GNU LibSSP: A history lesson.

What is GNU LibSSP

GNU LibSSP is something like the open-source equivalent of what Windows developers call DEP, or Data Execution Prevention. LibSSP addresses Stack based overflows by inserting Stack Canaries during a function pre-amble, and comparing with a known good value of the stack canary on function exit. The idea being that by placing the guardband before the return address, we can prevent direct code execution by aborting when we see a corrupted canary.

GNU stack protection was first discussed on mailing lists, and via patches, in mid-2001. At the time, only FreeBSD was implementing a stack protection patch. Over the next few years, distributions and packages slowly adopted and adapted the patches, until the current design and implementation of SSP was committed to GNU Glibc/gcc. (Derived from this page and this page).

Additionally, a separate patch (deemed FORTIFY_SOURCE) was added to gcc, and usually lumped in with SSP. This patch adds a lightweight check by the compiler to ensure that common stack-smashing functions (like memcpy, and strcpy) avoid using arguments which will obviously lead to stack overflow.
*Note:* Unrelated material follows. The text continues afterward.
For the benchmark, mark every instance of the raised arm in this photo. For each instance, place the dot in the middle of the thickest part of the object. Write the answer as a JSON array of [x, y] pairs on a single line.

As with everything in security, GNU LibSSP is no magic bullet. The Stack canaries used must come from somewhere (possibly a random number via rand() OR /dev/random, possibly a fixed value). Additionally, the canary value must be protected from alteration. Finally, we must ensure that the canary is sufficiently difficult to reproduce by a malicious buffer overflow (otherwise, why even bother?). Even worse, LibSSP does nothing to prevent against heap overflows, format string attacks, and any non-stack based exploit. It merely prevents overwrites of the return address frame on the stack.

However, in spite of the above, LibSSP remains a very strong protection for GNU based systems. LibSSP was designed and developed by some of the best and brightest minds in the software world. Clearly, with it being open, and available, quite a bit a scrutiny has been placed on this bit of code.

So, why do we care

LibSSP is one layer in the onion of secure software. Close scrutiny of this layer may reveal potential bypasses, help us design a better system of checks and balances, and give us more overall knowledge of how our system actually works. We may walk away from all of this without a single way of subverting the library. In that case, won't we feel better about it's use? Conversely, if we can find some common scenarios where we can effectively limit its usefulness, perhaps we can design a system which avoids those corner cases as often as possible.